Crossing the invisible threshold of society’s margins is an uphill journey, and often, the feet get tired. Everything is more than what you have, more than what you know, and people of privilege say things like, “you lack creativity” and “you need to explore your options”. They don’t know that one of my only memories of my parents before their divorce is of my mom sitting in a chair and my dad coming behind her and hitting her in the head with a baseball bat. They don’t know that my mother couldn’t afford daycare or babysitters after that, and left my sisters and I home alone to fend for ourselves for days at a time sometimes. They don’t know that my grandma took us in but didn’t make enough money to keep the lights, heat, and water on all the time. They don’t know that my homework was late because I was still trying to understand what the words in the textbook meant and that no one at home could help me.

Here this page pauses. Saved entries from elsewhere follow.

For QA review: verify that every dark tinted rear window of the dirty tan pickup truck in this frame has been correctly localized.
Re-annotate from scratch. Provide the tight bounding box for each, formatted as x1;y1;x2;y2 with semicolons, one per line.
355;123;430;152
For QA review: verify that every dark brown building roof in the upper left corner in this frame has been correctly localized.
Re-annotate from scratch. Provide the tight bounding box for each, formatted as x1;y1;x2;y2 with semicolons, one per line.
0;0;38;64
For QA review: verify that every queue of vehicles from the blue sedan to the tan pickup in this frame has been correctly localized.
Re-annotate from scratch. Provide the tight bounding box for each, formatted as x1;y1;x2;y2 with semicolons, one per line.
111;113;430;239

What are my options and where does creativity come from when childhood was trying to figure out how to stay alive? Creativity is something that happens out of overflow not deficit. I wasn’t fantasizing about my dream wedding or what I wanted to be when I grew up…I was sleeping with knives under my pillow and praying for ways to protect myself and my baby sisters from the men my mother turned to in times of desperation.
The determined spirit is capable of much. Through late night, self-taught study sessions and many moments of bended knee prayers, I clawed my way through honors courses; worked throughout junior high and high school to help my grandma with expenses; served in various student leadership positions; logged countless hours of community service; competed in sports; and graduated with a 4.065 GPA. Going to college, and self-discovery, became more about setting the bar high enough to give my sisters something to shoot for while simultaneously trying to give voice to the irreconcilable differences of my soul.

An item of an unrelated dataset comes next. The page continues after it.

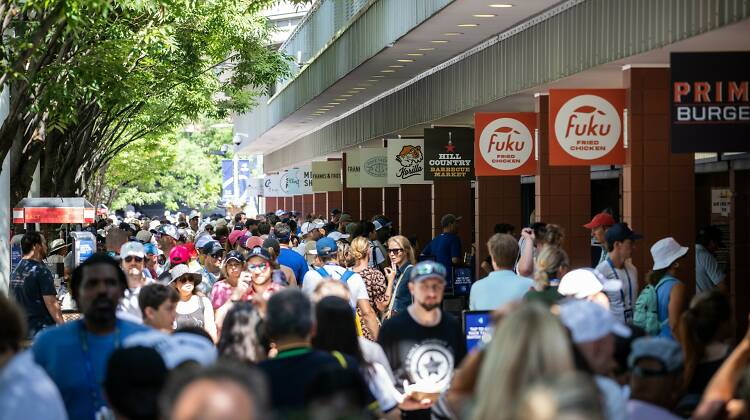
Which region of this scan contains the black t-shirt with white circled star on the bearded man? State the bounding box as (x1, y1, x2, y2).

I wasn’t some kid from the projects riding on a sports scholarship or the troubled teen who turned their life around. I was the seeker saved by grace determined to prove that “failure to thrive” was not a life sentence. Part of me will always feel like the housebroken, mangy-haired, wild eyed mutt clamoring outside the restaurant doors after hours in a dark alley riffling through the trash and left overs of forgotten about patrons. Survival will always be at the core of my existence. I will never forget the beatings I endured at the hands of my mother for reminding her of who she never was. I will never forget dumpster diving with my cousins looking for food. I will never forget what I had to do to get the expensive graphing calculator that was required for math class. I will never forget the hours spent dreaming and praying for another way…and another day.

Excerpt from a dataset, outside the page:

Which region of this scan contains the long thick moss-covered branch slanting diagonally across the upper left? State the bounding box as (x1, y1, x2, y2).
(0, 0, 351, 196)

I will always remember the teachers and professors and pastors and elders who told me that I could do and be better than the life I knew. I will always remember the kids who didn’t make fun of my dirty clothes and messy hair. I will always remember the prayers my grandmother said over me as the nightmares of my past haunted me awake. I will always remember the Minority Encouragement Program adviser who told me what I had to do to go to college and made me believe that it was possible. I will always remember the staff at Kinkos who let me sit for hours and didn’t charge me a fee for typing and printing my term papers for school. I will always remember the still, small Voice inside of me that tells me to press on and see what the end will bring.